You could do workarounds. Here's one:
dia.count <- function(string) {
y <- unlist(strsplit(string, ''))
length(grep('[A-Za-z0-9]', y, value=T))
}
dia.count(x)
[1] 4
Methods for dealing directly with character encoding is preferable. This is again, a workaround. In the general case, there may be packages or combinations of functions to address your issue comprehensively.
Update
Here is another workaround provided by comment:
nchar(sub('[^A-Za-z]+', '', x))
[1] 4
The dia.count
function looks for capital and lowercase letters along with numbers in the string.

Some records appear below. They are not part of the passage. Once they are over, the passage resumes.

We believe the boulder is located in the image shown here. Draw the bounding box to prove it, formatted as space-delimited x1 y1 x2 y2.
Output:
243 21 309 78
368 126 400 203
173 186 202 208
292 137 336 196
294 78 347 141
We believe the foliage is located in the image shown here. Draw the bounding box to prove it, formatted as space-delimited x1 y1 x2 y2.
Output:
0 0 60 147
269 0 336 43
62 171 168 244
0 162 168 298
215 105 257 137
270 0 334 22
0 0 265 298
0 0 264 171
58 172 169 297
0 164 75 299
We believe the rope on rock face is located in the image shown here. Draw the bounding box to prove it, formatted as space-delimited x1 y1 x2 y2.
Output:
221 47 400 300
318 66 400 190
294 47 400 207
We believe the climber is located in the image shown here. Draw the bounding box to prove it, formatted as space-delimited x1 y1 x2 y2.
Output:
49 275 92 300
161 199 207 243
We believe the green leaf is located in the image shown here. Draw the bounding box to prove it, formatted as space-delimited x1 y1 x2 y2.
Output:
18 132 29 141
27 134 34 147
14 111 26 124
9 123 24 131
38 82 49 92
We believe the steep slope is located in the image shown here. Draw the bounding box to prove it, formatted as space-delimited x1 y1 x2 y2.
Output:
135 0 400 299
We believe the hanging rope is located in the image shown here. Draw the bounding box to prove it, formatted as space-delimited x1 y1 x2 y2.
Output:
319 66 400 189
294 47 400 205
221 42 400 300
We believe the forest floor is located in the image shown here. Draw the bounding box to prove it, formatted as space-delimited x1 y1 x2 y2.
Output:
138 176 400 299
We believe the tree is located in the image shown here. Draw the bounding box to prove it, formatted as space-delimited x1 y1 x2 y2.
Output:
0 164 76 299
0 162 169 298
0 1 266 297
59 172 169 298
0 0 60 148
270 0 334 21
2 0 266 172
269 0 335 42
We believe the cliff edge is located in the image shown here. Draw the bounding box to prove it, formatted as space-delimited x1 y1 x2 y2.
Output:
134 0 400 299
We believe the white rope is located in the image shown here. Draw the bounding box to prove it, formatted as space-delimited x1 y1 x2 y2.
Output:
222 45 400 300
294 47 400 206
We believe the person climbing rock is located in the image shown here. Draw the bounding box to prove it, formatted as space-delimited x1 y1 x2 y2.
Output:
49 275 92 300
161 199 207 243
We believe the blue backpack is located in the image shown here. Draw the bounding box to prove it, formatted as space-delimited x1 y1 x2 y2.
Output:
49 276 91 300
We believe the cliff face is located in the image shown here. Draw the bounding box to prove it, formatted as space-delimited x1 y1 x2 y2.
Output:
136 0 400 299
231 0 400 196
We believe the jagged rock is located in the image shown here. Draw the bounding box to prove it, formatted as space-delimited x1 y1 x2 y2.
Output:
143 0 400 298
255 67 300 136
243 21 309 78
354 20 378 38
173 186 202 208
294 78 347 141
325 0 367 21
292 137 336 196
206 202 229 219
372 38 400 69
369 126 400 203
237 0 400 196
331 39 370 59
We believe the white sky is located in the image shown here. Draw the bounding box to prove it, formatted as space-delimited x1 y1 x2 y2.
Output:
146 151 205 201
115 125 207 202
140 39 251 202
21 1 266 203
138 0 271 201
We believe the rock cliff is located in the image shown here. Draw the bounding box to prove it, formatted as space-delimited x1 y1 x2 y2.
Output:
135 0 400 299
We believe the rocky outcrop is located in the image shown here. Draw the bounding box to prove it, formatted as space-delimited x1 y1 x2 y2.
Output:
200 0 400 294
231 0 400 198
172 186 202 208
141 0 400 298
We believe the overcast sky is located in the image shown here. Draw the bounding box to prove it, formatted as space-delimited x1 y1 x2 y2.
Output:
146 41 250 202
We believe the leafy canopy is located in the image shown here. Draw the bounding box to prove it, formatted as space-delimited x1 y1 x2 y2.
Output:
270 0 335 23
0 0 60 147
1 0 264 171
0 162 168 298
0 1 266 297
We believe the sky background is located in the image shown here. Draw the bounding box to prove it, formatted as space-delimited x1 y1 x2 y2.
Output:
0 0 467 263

The added script does the opposite; it eliminates all string tokens that are not letters, capital or otherwise. credit @akrun
The best I could find in the package stringi
is str_enc_toascii
which gives:
stri_enc_toascii(x)
[1] "n\032ala"
Given that output, subbing out everything but letters will provide the desired output.
nchar(sub('[^A-Za-z]', '', stri_enc_toascii(x)))
[1] 4
A nice balance between a general answer and a quick script is found in the comments:
nchar(iconv("n̥ala", to="ASCII", sub=""))
[1] 4
This uses the base R
function iconv
, that converts the string for you. credit @Molx